Code and dataset for Enhancing Infrared-Visible Image Fusion via Text-Guided Adaptive Feature Integration
Image fusion techniques aim to integrate complementary information from multiple modalities, such as infrared and visible images, to generate enhanced images that preserve both texture details and salient targets. Traditional methods often overemphasize low-level visual features, neglecting high-level semantic information, which limits their performance in downstream applications. This paper proposes a text-guided adaptive fusion network that incorporates language-based textual descriptions during feature extraction to capture semantic information effectively. An Adaptive Attention Fusion module dynamically integrates critical features from both modalities, while a simplified ResFormer module enhances the network's ability to perceive local details and global structures. Extensive experiments demonstrate that our method outperforms state-of-the-art approaches in both subjective visual quality and objective metrics, achieving significant improvements in high-level vision tasks such as semantic segmentation and object detection (e.g., a 8% increase in mIoU for semantic segmentation on the MSRS dataset). Our findings underscore the potential of text-guided fusion networks in advancing image fusion technology.

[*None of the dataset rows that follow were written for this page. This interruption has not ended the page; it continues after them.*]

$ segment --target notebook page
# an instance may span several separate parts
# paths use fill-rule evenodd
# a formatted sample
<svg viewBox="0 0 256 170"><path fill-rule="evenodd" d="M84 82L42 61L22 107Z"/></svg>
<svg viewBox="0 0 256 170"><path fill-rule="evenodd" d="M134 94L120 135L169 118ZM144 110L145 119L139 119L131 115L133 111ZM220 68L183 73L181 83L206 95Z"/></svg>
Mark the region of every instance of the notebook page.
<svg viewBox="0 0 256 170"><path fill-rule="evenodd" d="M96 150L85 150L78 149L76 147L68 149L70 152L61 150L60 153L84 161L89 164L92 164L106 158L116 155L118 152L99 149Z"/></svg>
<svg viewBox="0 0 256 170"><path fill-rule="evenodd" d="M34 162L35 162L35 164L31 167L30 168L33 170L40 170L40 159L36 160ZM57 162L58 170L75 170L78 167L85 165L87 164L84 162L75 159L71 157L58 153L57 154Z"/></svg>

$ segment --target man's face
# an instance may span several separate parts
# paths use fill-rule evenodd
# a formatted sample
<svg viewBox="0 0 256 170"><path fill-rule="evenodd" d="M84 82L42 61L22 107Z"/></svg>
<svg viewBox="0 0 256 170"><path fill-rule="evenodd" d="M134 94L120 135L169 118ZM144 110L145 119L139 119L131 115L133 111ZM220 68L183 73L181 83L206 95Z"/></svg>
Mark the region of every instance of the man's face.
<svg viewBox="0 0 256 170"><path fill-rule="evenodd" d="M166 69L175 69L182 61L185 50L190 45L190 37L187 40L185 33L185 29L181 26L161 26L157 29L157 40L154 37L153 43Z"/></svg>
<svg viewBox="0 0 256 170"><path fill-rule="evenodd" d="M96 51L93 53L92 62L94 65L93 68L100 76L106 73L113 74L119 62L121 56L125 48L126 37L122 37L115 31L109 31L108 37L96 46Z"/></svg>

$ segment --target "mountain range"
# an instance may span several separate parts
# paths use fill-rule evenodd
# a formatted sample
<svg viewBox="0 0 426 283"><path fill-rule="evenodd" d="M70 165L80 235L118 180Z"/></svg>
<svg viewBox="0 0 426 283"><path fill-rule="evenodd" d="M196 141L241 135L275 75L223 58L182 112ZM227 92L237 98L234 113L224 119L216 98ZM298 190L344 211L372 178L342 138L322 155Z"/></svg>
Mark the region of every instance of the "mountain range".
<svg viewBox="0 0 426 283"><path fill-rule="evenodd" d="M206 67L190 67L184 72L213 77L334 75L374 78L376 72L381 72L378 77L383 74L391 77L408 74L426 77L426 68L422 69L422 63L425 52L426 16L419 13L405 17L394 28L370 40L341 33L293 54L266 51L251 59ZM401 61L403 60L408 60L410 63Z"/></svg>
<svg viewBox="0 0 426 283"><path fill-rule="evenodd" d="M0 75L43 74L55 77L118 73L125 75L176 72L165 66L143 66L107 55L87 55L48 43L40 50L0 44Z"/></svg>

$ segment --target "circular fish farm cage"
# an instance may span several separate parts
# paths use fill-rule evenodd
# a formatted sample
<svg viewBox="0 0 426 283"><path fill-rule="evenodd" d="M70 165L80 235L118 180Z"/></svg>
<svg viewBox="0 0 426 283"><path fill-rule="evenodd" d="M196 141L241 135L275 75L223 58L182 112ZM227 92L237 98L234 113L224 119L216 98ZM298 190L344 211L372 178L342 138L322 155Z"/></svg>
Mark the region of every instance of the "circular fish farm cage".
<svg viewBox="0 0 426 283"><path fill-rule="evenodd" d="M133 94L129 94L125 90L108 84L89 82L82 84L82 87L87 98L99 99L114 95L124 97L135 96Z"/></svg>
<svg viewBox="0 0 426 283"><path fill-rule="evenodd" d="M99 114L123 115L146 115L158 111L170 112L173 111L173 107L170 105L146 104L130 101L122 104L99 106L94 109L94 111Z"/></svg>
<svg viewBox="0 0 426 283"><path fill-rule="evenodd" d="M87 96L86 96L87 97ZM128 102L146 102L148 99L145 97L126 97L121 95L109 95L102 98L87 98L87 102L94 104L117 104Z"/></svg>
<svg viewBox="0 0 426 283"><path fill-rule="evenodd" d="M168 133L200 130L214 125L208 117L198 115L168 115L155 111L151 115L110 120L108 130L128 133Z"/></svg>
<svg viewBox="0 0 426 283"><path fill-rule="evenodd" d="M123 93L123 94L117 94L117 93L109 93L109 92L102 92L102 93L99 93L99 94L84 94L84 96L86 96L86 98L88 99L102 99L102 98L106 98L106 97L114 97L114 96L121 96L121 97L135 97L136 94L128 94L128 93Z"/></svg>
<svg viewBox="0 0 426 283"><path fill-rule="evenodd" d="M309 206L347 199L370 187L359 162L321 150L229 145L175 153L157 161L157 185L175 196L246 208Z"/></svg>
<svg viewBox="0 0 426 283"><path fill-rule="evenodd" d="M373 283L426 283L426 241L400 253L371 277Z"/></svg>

Our TGAF is implemented in net/TGAF.py.
1. Virtual Environment
# create virtual environment
conda create -n TGAF python=3.8
conda activate TGAF
#Install pytorch
conda install pytorch==2.0.0 torchvision==0.15.0 pytorch-cuda=11.8 -c pytorch -c nvidia
2. datasets
https://pan.baidu.com/s/1zJGKJlrh1y6GNBCxmQy5Mg?pwd=i82q
3. Pre-Processing
Run
python data_process.py
and the processed training dataset is in './VLFDataset_h5/MSRS_train.h5'.
4. TGAF Training
Run
python train.py
1. Pretrained models
The pre-trained models can be found at './ckpt_20.pth'.
2. Test datasets
Run
python data_process.py
and the processed test dataset is in './VLFDataset_h5/MSRS_test.h5'.
3. Results in Our Paper
Run
python test.py